Author : Uwe Mühlich
Publisher : Springer
Page : 134 pages
File Size : 30,13 MB
Release : 2017-04-18
Category : Science
ISBN : 3319562649
This book presents the fundamentals of modern tensor calculus for students in engineering and applied physics, emphasizing those aspects that are crucial for applying tensor calculus safely in Euclidian space and for grasping the very essence of the smooth manifold concept. After introducing the subject, it provides a brief exposition on point set topology to familiarize readers with the subject, especially with those topics required in later chapters. It then describes the finite dimensional real vector space and its dual, focusing on the usefulness of the latter for encoding duality concepts in physics. Moreover, it introduces tensors as objects that encode linear mappings and discusses affine and Euclidean spaces.
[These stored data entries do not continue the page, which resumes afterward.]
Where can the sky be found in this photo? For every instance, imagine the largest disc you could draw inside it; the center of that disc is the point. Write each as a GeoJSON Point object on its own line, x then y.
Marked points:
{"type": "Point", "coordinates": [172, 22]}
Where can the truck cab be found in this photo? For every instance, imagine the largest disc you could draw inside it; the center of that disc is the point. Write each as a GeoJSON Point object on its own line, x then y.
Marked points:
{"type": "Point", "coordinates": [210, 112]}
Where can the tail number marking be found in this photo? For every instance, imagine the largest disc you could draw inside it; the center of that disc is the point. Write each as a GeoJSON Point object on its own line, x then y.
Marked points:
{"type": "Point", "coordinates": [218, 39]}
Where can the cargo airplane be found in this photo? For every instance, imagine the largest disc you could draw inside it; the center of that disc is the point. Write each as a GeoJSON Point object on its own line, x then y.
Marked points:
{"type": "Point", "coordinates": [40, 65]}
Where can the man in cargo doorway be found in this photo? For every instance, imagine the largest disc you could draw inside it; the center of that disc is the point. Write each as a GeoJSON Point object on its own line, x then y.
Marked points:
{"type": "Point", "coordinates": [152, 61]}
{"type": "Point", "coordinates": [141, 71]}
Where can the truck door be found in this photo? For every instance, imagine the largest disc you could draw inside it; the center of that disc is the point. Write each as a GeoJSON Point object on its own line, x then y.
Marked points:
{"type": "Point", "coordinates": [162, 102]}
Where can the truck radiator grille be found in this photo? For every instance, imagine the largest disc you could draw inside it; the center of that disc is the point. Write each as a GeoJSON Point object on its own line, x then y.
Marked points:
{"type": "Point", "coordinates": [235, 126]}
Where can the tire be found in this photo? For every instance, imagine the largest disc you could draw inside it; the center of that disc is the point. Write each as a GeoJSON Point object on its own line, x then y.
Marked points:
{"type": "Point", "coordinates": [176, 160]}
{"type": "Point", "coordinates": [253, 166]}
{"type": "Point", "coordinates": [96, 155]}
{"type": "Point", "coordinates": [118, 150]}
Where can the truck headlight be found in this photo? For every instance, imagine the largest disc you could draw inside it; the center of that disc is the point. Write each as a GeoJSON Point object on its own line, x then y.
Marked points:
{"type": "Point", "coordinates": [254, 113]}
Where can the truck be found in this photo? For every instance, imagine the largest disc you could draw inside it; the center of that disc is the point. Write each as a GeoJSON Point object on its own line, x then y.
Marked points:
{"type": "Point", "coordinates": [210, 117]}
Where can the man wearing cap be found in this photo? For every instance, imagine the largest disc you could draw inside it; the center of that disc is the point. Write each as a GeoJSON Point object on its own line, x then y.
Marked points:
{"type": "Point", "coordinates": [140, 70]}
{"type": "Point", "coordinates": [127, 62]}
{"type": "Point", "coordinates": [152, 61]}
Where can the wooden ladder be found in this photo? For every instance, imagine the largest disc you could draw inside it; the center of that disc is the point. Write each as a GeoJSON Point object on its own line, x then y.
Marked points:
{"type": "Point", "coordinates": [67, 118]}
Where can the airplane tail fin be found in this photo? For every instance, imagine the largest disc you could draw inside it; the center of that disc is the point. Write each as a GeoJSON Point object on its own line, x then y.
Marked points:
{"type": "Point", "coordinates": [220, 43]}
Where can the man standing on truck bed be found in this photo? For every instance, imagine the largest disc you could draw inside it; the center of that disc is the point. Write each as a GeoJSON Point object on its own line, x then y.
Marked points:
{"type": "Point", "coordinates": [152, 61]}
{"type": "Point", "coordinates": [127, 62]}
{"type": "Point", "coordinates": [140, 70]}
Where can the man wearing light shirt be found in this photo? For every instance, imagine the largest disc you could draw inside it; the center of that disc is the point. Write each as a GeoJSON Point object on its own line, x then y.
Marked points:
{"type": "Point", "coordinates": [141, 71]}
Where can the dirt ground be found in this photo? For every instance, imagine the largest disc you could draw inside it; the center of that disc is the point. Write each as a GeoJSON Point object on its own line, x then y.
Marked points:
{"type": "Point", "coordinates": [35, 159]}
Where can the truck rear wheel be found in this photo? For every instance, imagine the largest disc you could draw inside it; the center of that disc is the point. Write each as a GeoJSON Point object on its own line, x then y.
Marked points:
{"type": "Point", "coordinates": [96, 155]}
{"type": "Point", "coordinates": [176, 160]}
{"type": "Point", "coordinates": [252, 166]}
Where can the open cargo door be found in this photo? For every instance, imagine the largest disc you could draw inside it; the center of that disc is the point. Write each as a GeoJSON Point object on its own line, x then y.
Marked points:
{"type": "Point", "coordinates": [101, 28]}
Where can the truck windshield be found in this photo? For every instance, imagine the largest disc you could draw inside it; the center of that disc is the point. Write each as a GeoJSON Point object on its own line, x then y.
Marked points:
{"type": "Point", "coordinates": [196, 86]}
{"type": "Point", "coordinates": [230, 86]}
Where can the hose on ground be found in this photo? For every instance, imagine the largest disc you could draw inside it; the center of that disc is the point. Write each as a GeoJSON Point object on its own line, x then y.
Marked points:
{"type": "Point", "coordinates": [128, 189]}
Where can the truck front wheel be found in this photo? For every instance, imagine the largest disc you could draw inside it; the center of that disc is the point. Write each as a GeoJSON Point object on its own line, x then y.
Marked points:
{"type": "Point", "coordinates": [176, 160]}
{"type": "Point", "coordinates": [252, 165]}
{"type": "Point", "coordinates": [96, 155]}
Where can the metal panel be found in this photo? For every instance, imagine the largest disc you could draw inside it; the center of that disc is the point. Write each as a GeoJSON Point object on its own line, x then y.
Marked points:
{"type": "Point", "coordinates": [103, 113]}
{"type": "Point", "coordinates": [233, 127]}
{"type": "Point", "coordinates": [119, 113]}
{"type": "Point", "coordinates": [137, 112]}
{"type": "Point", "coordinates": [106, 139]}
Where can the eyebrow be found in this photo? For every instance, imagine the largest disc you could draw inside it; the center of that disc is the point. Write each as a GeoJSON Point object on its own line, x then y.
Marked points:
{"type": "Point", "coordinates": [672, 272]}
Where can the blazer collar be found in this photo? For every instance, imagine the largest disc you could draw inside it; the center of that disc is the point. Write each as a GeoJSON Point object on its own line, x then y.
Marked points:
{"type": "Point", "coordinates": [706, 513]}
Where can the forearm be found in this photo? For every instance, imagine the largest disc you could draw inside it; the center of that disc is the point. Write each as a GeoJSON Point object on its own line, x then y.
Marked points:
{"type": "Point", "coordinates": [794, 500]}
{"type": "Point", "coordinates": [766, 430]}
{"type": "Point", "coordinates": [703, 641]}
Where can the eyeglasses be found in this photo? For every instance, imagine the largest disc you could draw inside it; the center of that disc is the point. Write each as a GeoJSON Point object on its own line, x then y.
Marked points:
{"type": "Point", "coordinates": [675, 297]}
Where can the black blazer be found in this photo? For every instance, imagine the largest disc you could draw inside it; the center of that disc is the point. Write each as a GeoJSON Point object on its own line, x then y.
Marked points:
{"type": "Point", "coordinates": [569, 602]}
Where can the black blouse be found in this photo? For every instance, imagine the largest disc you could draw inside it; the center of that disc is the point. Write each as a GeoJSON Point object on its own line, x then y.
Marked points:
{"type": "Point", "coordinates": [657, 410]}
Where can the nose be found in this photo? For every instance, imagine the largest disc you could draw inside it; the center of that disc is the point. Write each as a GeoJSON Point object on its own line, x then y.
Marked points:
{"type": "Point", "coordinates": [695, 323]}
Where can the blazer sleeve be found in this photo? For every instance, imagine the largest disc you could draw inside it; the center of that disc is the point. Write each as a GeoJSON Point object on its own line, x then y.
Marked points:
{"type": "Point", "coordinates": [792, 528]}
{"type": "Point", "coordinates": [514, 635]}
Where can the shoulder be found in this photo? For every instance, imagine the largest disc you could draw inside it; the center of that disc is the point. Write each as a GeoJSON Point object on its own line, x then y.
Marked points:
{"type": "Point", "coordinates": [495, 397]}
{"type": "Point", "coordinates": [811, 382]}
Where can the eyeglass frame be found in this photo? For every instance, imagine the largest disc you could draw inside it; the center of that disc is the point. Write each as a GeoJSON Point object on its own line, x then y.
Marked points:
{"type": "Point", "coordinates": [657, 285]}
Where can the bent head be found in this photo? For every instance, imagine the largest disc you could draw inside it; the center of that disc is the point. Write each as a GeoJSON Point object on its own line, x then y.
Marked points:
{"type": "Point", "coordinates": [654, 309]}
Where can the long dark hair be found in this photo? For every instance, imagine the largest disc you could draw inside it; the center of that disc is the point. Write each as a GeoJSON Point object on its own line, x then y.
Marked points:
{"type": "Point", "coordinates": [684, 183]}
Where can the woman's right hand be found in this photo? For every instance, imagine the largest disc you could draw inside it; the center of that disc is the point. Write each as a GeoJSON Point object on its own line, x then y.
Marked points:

Tensor analysis is explored first in Euclidean space, starting from a generalization of the concept of differentiability and proceeding towards concepts such as directional derivative, covariant derivative and integration based on differential forms. The final chapter addresses the role of smooth manifolds in modeling spaces other than Euclidean space, particularly the concepts of smooth atlas and tangent space, which are crucial to understanding the topic. Two of the most important concepts, namely the tangent bundle and the Lie derivative, are subsequently worked out.
Author : A. I. Borisenko
Publisher : Courier Corporation
Page : 292 pages
File Size : 19,78 MB
Release : 2012-08-28
Category : Mathematics
ISBN : 0486131904
Concise, readable text ranges from definition of vectors and discussion of algebraic operations on vectors to the concept of tensor and algebraic operations on tensors. Worked-out problems and solutions. 1968 edition.